Ponomaryov, on the other hand, is in Ukraine and has co-founded Russian volunteer units to fight on Kyiv’s side. He is also organizing more “rallies of people’s deputies,” which bring together former Russian regional politicians. He is the only one who directly calls for the Russian government’s violent overthrow in an alliance with Ukraine.

Ukrainian Realists

Finally, it is impossible not to mention Yulia Navalnaya, who has announced that she will continue Alexei Navalny’s work. Some commentators see her as a worthy successor to her tragically deceased husband. She was his right hand, supporting, advising, and accompanying him in many public appearances. But she did all this as his wife, not as an activist.

She certainly has a strong character and is courageous, as she demonstrated by publicly declaring her hatred for Putin and accusing him of killing Alexei. In this respect, she appears better than the quiet and rather reserved Svetlana Tikhanouskaya. For obvious reasons, she is now being compared to her. The Belarusian Tikhanouskaya, unlike Navalnaya, did not participate in public life until her husband was behind bars. She found herself in politics somewhat by accident. Before she left the country, however, she managed to run in the presidential elections. Had it not been for fraud, she would have had a chance to win.

Navalnaya lacks such experience and a similar form of political legitimacy.
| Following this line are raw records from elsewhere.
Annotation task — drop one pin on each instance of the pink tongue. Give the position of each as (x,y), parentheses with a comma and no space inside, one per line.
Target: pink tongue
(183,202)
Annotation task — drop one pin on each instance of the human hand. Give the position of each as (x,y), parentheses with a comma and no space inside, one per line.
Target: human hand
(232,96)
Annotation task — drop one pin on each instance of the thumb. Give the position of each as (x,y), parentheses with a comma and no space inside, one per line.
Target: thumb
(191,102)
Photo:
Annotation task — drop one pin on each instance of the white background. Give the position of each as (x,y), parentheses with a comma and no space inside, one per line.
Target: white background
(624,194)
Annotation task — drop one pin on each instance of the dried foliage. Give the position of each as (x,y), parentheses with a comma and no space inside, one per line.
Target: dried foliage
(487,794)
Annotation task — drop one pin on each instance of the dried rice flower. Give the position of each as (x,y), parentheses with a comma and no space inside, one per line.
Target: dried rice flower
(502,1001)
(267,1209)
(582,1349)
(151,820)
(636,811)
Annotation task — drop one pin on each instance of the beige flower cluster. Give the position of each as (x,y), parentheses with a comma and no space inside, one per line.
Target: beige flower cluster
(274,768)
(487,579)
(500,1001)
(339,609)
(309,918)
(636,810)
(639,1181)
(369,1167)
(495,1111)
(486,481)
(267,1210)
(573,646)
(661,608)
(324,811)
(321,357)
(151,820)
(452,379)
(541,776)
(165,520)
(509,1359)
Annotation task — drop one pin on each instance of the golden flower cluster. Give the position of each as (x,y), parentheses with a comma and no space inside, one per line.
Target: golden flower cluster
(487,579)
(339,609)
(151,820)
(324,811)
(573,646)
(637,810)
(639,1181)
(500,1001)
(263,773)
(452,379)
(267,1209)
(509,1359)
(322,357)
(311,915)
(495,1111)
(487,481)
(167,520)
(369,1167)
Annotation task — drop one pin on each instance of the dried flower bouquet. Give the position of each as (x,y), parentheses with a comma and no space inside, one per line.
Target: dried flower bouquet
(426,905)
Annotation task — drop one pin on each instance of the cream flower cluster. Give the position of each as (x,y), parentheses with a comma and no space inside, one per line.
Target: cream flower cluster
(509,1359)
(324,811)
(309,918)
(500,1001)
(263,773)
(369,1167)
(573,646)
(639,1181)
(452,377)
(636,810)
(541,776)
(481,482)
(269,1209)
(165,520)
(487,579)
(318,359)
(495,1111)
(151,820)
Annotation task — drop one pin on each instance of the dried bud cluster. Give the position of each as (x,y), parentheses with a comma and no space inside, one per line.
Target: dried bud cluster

In exile, she will be no more than Tikhanouskaya or Khodorkovsky, and her return to the country, even if it doesn’t end as tragically as her husband’s, will not lead to a revolution.

Moreover, as Putin’s main rival Alexei himself was certainly not supported by most Russians. Even when Navalny ended up behind bars, proving his courage, and when he shortly thereafter made an online video in which he proved that Putin had built a palace with stolen money, there was no breakthrough. And yet this was a year before the invasion of Ukraine – in the “soft” times before the screws were tightened.